PUAN: 8.9/10
KİTABIN KONUSU
Kitabımızın Nazi Almanya'sında, ailesinden ayrılmak zorunda kalan ve bir bakıcı ailenin yanında yaşamaya başlayan "kitap hırsızı"
Liesel'in başından geçenleri anlatıyor.
NEREDEN ESTİ?
Bu kitabı internette birkaç yerde(tam olarak hatırlayamıyorum) görmüştüm ve hakkında çok iyi yorumlar okumuştum.
D&R'da Martı Yayınları'ndaki indirime rastladığımda, yine aynı yazarın "Hiç Kimse Sıradan Değildir" kitabıyla beraber 10'ar liradan almıştım ikisini:)
5 YORUM
1-Daha kısa olduğu için, okumaya, yazarın "
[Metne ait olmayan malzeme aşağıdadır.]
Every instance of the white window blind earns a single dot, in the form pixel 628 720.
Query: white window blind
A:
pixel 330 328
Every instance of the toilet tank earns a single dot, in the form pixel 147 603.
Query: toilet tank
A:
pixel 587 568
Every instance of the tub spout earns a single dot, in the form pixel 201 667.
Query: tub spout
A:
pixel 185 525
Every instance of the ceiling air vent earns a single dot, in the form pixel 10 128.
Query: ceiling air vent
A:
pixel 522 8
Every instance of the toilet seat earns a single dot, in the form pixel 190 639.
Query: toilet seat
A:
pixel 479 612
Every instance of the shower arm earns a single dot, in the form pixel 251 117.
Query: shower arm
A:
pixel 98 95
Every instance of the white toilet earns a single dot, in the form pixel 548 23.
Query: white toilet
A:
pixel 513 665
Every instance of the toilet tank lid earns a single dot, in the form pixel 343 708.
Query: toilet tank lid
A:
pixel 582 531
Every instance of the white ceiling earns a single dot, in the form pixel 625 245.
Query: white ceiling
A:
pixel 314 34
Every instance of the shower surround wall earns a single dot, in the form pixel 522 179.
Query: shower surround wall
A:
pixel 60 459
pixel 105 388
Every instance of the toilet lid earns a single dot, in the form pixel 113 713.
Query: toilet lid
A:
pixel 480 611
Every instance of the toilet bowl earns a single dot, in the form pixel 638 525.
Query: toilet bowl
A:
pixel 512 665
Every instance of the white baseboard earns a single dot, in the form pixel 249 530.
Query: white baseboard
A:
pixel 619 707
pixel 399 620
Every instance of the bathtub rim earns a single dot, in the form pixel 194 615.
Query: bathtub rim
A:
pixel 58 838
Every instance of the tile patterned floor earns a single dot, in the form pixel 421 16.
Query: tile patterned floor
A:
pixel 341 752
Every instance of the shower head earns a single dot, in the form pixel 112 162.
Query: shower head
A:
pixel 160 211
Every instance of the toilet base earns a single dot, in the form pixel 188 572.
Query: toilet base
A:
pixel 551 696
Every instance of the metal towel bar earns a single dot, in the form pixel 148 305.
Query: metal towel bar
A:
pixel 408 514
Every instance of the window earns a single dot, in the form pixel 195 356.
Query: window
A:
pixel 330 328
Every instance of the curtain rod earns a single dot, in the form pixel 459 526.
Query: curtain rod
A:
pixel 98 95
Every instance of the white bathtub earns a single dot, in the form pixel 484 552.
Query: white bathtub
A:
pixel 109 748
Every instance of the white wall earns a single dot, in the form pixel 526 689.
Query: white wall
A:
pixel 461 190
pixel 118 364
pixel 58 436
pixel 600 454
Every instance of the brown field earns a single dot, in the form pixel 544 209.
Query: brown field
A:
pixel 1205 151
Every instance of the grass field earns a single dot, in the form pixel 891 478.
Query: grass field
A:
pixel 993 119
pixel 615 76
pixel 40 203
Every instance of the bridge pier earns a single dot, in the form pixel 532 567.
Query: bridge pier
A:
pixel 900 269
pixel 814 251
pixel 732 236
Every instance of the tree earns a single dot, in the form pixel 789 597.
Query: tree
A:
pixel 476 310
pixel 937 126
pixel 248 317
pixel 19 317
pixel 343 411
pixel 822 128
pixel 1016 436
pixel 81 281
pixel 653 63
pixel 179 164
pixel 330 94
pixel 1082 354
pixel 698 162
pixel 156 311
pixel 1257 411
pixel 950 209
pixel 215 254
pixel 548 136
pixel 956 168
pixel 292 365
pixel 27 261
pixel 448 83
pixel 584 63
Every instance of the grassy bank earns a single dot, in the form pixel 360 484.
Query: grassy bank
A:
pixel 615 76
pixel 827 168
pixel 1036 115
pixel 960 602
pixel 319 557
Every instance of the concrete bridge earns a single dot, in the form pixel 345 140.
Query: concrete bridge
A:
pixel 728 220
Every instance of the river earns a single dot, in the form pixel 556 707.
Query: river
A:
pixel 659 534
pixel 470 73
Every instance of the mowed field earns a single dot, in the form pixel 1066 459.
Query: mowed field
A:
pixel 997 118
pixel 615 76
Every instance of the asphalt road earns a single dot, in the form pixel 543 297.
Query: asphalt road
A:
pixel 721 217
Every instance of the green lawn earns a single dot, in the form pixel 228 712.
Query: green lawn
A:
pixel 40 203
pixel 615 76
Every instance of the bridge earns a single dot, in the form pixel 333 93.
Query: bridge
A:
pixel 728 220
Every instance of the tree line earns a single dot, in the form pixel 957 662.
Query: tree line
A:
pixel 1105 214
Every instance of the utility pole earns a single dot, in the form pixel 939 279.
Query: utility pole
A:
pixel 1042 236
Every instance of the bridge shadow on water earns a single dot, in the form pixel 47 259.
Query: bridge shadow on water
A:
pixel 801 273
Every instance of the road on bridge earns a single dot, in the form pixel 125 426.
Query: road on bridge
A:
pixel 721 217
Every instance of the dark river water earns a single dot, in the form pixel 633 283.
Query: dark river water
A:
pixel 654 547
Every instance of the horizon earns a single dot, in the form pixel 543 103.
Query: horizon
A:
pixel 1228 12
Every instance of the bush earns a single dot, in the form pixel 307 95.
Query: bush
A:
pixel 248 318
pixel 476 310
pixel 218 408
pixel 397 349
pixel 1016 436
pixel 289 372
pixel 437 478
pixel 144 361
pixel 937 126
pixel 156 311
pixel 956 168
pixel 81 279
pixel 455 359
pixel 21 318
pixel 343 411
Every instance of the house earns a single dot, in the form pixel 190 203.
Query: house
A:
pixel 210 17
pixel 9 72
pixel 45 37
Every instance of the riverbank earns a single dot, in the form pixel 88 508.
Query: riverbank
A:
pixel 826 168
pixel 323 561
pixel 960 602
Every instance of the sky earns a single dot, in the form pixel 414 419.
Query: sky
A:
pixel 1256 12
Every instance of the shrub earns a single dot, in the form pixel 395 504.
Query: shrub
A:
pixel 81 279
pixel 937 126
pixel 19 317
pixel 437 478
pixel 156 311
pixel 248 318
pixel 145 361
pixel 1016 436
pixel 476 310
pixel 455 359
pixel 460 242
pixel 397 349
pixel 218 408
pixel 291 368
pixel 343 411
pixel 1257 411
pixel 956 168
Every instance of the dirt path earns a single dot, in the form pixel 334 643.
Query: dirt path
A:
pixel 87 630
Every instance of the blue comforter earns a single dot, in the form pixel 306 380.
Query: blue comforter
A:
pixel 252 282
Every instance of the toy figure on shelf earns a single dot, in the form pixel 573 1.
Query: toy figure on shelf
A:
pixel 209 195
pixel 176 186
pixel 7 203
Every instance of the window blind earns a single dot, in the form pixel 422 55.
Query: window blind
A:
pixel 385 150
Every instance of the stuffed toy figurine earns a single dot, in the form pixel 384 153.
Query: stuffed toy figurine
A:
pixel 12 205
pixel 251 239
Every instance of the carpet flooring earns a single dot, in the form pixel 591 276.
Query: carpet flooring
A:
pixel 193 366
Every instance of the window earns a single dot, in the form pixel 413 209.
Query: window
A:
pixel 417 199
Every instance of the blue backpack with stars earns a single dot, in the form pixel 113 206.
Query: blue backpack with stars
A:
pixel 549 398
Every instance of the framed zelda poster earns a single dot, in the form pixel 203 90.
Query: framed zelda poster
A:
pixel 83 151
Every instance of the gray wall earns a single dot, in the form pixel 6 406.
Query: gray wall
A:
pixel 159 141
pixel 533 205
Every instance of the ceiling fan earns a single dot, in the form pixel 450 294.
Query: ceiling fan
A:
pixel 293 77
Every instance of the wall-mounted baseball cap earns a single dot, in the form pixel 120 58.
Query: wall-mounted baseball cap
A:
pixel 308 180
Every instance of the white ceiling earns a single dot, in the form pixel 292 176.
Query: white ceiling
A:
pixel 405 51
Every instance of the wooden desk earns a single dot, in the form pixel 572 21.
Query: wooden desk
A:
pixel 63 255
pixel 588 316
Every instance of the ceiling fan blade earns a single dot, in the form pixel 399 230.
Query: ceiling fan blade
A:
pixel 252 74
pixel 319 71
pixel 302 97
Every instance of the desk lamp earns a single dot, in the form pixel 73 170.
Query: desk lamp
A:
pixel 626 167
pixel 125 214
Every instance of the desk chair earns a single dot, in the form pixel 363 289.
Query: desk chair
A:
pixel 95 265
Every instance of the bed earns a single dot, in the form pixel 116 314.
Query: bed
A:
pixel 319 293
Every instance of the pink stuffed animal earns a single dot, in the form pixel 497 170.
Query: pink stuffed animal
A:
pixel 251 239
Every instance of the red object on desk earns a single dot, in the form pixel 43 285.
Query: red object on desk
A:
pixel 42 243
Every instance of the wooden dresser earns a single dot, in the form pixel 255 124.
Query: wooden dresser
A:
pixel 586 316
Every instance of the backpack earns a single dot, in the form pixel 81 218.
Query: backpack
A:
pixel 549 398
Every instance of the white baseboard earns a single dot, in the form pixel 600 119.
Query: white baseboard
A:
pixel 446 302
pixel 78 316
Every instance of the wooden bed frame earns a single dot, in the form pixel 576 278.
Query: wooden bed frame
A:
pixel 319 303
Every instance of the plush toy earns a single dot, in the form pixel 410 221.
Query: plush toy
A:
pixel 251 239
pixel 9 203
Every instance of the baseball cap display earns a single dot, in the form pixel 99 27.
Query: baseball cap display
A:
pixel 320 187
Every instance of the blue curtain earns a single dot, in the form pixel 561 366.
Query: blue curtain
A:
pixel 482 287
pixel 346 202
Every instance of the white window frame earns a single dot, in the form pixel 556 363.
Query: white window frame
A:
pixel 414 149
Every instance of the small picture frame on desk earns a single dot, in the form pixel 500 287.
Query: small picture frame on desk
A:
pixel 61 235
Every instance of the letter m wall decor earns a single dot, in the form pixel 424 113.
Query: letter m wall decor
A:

Hiç Kimse Sıradan Değildir" kitabından başlamıştım. Bu kitapla ilgili yorumlarıma
BURADAN ulaşabilirsiniz. Yazarın bu kitabı çok sade, akıcı ve dinamikti. Yazı tipi, punto büyüklüğü, satır aralıkları falan bu kitaba benzediği için "Kitap Hırsızı"nı da böyle bir kitap sandım, ama karşıma çok daha farklı (iyi manada) bir kitap çıktı. Bu defa daha
derin ve ağır bir kitap okumaya başladığımı daha ilk bölümlerden itibaren anladım. Kitap yine ilk kitap gibi akıcı ve dinamik tabii ki ama bu kitabın
edebi yönü daha ağır basıyor diyebilirim. Bu da kitabı benim için çok değerli kıldı açıkçası. Siz de -eğer hala okumadıysanız-kitaptaki bazı cümleleri tekrar tekrar okuyup, üzerinde uzun süre düşünmeye başladığınızda ve kitabın size bir şeyler kattığını farkettiğinizde ne demek istediğimi daha iyi anlayacaksınız muhtemelen.
2-Kitap,
kahraman ve ilahi bakış açılarıyla yazılmış diyebiliriz.Evet,
anlatıcımız çok farklı biri olduğu için bu iki bakış açısını aynı anda görebiliyoruz aslında; yoksa çok sık rastlanmıyor bu iki anlatım şeklinin aynı anda bulunmasına. Ama kitaptaki tüm olayları anlatan bu şahsımızın kim olduğunu söylemeyeceğim. O kendini bilir! Şaka şaka; ama gerçekten çok orijinal bir fikir olduğunu söylemeden geçemeyeceğim. Tabii bu orijinal fikri eline yüzüne bulaştırmadan, ustaca uygulayan yazarı da tebrik etmeden geçmemek gerek.